The Chinese, however, have perfected the art of auto-temperature taking, and before we knew it, a young Chinese man in a crisp white uniform jogged up one aisle waving a wand, and jogged back down the other and headed out the door. We were warned, in English, to stay seated until the plane was cleared. The next announcement was in Chinese, and this time, all the Chinese passengers all got up in unison and started wrangling their bags from the overhead bins. We waited a beat for an English announcement, which never came, so we followed suit. When in Rome, so to speak.
We had pass through two more health inspection aisles on the way to baggage claim, which of course, made me sweat profusely. It wasn’t the fear of being quarantined or Swine Flu or any other illness, real or imagined; it was the 97 degree temperatures with 98% humidity that did me in. Luckily, perspiration doesn’t show up on the infrared monitors, so we walked through without incident.
Frank had also read that the Chinese customs officials checked for people bringing contraband cheese into the country, so we made sure to avoid the cheese-sniffing dogs. I referred to this as the Policy of Lactose Intolerance and really wanted to start shouting “Free the Brie!” but I managed to control myself through Customs.
The hotel sent a driver to meet us, and we were relieved to finally see a sign with Frank’s name on it amid a sea of faces and similar signs at the arrivals gate. Alex called the car they sent for us was an “amazing limousine,” which was, in reality, a Buick minivan.
En route, we took a wide, impossibly clean toll road where we appeared to be the only car for several miles.

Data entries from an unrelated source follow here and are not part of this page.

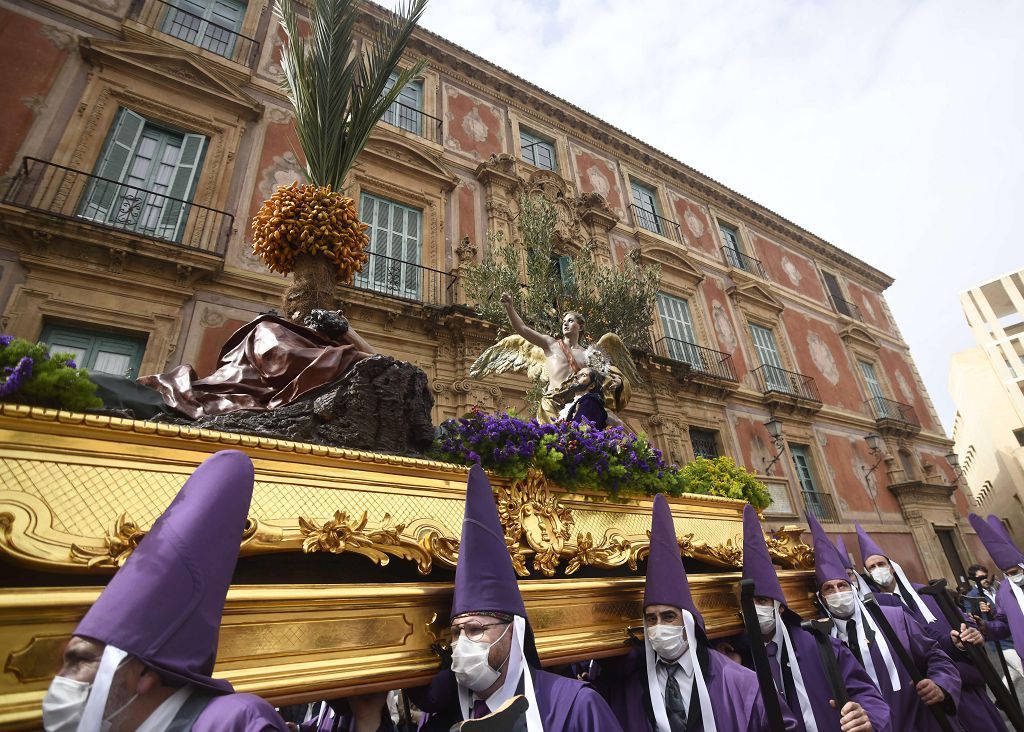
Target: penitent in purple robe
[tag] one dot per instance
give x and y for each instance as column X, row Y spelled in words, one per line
column 565, row 704
column 239, row 713
column 858, row 684
column 908, row 712
column 733, row 690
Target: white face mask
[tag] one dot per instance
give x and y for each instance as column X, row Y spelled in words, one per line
column 882, row 575
column 669, row 642
column 469, row 663
column 842, row 603
column 64, row 704
column 766, row 618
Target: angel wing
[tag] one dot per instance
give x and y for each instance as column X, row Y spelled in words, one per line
column 511, row 353
column 612, row 348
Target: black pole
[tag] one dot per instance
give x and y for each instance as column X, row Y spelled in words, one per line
column 990, row 615
column 765, row 680
column 817, row 630
column 904, row 656
column 937, row 590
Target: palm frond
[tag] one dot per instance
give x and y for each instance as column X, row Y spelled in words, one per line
column 337, row 86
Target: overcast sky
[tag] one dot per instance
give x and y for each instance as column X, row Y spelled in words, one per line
column 894, row 130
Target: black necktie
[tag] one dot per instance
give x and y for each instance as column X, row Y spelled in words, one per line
column 674, row 705
column 852, row 641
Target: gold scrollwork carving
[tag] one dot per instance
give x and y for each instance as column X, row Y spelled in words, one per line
column 343, row 533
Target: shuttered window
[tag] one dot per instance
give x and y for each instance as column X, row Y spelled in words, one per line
column 764, row 344
column 407, row 111
column 678, row 326
column 97, row 351
column 144, row 178
column 394, row 248
column 212, row 25
column 537, row 151
column 646, row 208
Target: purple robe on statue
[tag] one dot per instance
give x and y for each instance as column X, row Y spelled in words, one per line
column 733, row 690
column 565, row 704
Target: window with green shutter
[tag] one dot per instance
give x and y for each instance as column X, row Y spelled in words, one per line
column 96, row 350
column 144, row 178
column 212, row 25
column 678, row 327
column 394, row 248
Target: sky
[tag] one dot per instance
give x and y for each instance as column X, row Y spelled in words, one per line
column 893, row 130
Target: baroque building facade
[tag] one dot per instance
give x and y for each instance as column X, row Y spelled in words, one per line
column 140, row 137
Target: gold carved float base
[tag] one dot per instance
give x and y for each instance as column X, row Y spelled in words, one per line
column 77, row 493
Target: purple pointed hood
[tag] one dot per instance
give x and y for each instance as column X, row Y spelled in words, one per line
column 757, row 561
column 1005, row 554
column 667, row 583
column 484, row 579
column 827, row 563
column 843, row 553
column 164, row 605
column 867, row 546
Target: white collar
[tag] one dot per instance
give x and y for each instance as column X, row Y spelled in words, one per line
column 165, row 714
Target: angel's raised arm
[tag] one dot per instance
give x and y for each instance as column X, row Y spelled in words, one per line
column 538, row 339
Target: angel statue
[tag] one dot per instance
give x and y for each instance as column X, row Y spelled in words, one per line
column 569, row 372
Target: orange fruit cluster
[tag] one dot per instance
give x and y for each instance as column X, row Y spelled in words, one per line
column 309, row 219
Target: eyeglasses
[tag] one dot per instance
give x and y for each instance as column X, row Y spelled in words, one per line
column 473, row 631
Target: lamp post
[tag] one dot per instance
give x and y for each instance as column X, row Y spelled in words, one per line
column 774, row 428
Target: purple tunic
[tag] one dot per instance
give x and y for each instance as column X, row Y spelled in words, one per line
column 975, row 707
column 239, row 713
column 565, row 704
column 858, row 684
column 908, row 713
column 733, row 690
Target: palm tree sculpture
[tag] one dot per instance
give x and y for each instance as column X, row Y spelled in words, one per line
column 339, row 90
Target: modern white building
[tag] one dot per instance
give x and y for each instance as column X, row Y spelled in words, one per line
column 987, row 386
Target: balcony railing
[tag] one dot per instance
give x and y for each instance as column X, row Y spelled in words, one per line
column 70, row 194
column 882, row 408
column 845, row 307
column 772, row 379
column 649, row 220
column 735, row 258
column 412, row 120
column 406, row 281
column 712, row 362
column 172, row 19
column 822, row 506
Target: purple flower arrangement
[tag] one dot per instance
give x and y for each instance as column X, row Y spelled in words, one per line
column 574, row 456
column 30, row 376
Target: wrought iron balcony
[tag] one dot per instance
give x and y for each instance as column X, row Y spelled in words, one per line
column 406, row 281
column 649, row 220
column 882, row 408
column 845, row 307
column 170, row 18
column 704, row 360
column 70, row 194
column 735, row 258
column 772, row 379
column 412, row 120
column 822, row 506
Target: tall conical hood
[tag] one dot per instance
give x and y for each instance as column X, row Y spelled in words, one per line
column 843, row 553
column 1004, row 552
column 667, row 583
column 484, row 579
column 867, row 546
column 164, row 605
column 757, row 561
column 827, row 563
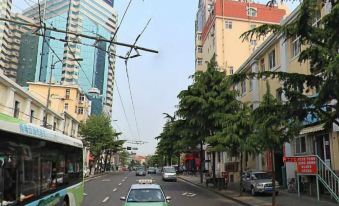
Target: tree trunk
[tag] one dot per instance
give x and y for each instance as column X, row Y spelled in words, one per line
column 273, row 177
column 241, row 171
column 202, row 162
column 213, row 169
column 105, row 161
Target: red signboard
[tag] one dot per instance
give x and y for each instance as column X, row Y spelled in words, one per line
column 305, row 164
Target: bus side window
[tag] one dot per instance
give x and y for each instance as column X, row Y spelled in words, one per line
column 2, row 162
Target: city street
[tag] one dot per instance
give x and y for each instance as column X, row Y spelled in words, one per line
column 107, row 190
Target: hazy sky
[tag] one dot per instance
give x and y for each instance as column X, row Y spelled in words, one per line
column 156, row 79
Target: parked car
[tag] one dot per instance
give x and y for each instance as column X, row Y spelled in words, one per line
column 169, row 173
column 146, row 193
column 151, row 170
column 140, row 172
column 259, row 182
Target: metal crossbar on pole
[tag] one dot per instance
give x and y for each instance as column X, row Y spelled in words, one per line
column 81, row 35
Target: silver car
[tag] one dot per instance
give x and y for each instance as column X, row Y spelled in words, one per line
column 140, row 172
column 259, row 182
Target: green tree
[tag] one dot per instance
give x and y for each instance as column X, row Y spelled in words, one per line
column 273, row 127
column 320, row 35
column 201, row 105
column 124, row 156
column 99, row 135
column 237, row 127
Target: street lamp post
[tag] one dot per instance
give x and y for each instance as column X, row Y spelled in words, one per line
column 50, row 83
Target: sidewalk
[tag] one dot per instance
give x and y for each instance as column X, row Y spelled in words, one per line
column 94, row 176
column 283, row 199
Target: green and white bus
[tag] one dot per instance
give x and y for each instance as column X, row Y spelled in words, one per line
column 39, row 167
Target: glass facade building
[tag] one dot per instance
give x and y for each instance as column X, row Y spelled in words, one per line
column 80, row 61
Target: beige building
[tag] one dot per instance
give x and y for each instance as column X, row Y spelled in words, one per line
column 63, row 98
column 10, row 39
column 218, row 31
column 281, row 55
column 17, row 102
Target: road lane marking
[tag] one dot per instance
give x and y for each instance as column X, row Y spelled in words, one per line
column 105, row 200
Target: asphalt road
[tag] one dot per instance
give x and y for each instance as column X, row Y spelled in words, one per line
column 107, row 190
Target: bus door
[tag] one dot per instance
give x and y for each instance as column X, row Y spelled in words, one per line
column 2, row 163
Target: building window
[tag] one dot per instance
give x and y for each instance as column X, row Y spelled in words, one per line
column 66, row 107
column 231, row 70
column 31, row 117
column 296, row 47
column 279, row 93
column 82, row 97
column 228, row 24
column 262, row 65
column 300, row 145
column 80, row 110
column 68, row 93
column 16, row 109
column 243, row 87
column 251, row 11
column 271, row 57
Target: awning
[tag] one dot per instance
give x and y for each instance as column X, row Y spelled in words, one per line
column 312, row 129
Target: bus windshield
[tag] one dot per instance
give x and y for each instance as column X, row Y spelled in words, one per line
column 32, row 168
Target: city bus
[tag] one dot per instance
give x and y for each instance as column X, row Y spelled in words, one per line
column 39, row 167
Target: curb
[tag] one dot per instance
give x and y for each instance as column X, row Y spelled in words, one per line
column 217, row 192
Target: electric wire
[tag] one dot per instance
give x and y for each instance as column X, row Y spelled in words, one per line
column 123, row 107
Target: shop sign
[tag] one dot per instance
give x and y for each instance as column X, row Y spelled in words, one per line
column 305, row 164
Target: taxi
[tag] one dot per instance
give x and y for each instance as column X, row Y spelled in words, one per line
column 146, row 193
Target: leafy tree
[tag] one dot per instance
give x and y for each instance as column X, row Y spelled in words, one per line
column 99, row 135
column 200, row 106
column 237, row 127
column 273, row 127
column 124, row 155
column 320, row 35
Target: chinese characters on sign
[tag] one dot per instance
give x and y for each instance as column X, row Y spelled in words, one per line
column 305, row 164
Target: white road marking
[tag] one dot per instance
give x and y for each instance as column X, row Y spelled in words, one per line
column 105, row 200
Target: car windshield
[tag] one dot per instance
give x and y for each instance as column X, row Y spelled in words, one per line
column 145, row 195
column 263, row 175
column 169, row 170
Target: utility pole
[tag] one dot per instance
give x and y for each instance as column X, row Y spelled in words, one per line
column 49, row 90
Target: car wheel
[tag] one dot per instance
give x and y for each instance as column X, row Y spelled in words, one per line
column 253, row 192
column 64, row 203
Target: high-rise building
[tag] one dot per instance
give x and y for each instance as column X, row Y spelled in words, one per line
column 79, row 61
column 219, row 25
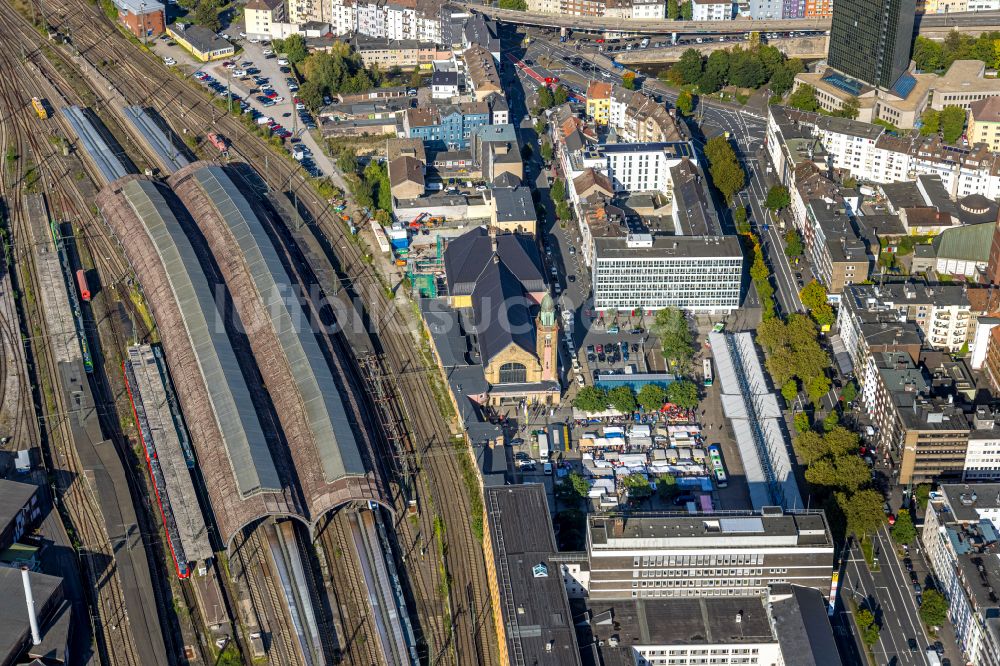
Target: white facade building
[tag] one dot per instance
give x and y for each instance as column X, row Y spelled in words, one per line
column 698, row 274
column 643, row 167
column 711, row 10
column 962, row 554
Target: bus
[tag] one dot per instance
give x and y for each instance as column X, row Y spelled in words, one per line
column 718, row 469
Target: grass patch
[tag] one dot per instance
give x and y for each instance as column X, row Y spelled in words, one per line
column 868, row 549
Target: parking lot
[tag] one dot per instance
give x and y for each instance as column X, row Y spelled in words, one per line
column 258, row 79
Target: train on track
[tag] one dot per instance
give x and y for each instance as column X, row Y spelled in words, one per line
column 69, row 279
column 40, row 108
column 718, row 469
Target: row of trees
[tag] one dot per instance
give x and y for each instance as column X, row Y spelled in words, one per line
column 736, row 66
column 680, row 10
column 794, row 355
column 651, row 397
column 547, row 98
column 949, row 121
column 932, row 56
column 558, row 193
column 724, row 168
column 671, row 328
column 327, row 73
column 804, row 98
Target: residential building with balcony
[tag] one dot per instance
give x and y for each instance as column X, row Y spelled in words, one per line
column 960, row 542
column 672, row 555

This was puzzling to me, since China is a country of 1.3 billion people, you would think a few of them would be traveling this road on a Friday morning. We noticed that the tolls were quite steep, so that may be the deterrent for using the road. Frank mentioned that the road from Tianjin to Beijing was built specifically for the Olympics, since some of the events were held in Tianjin. The tolls were more than most people could afford, so the only vehicles that use it are taxis and trucks. It was a long and lonely rode from Beijing to Tianjin.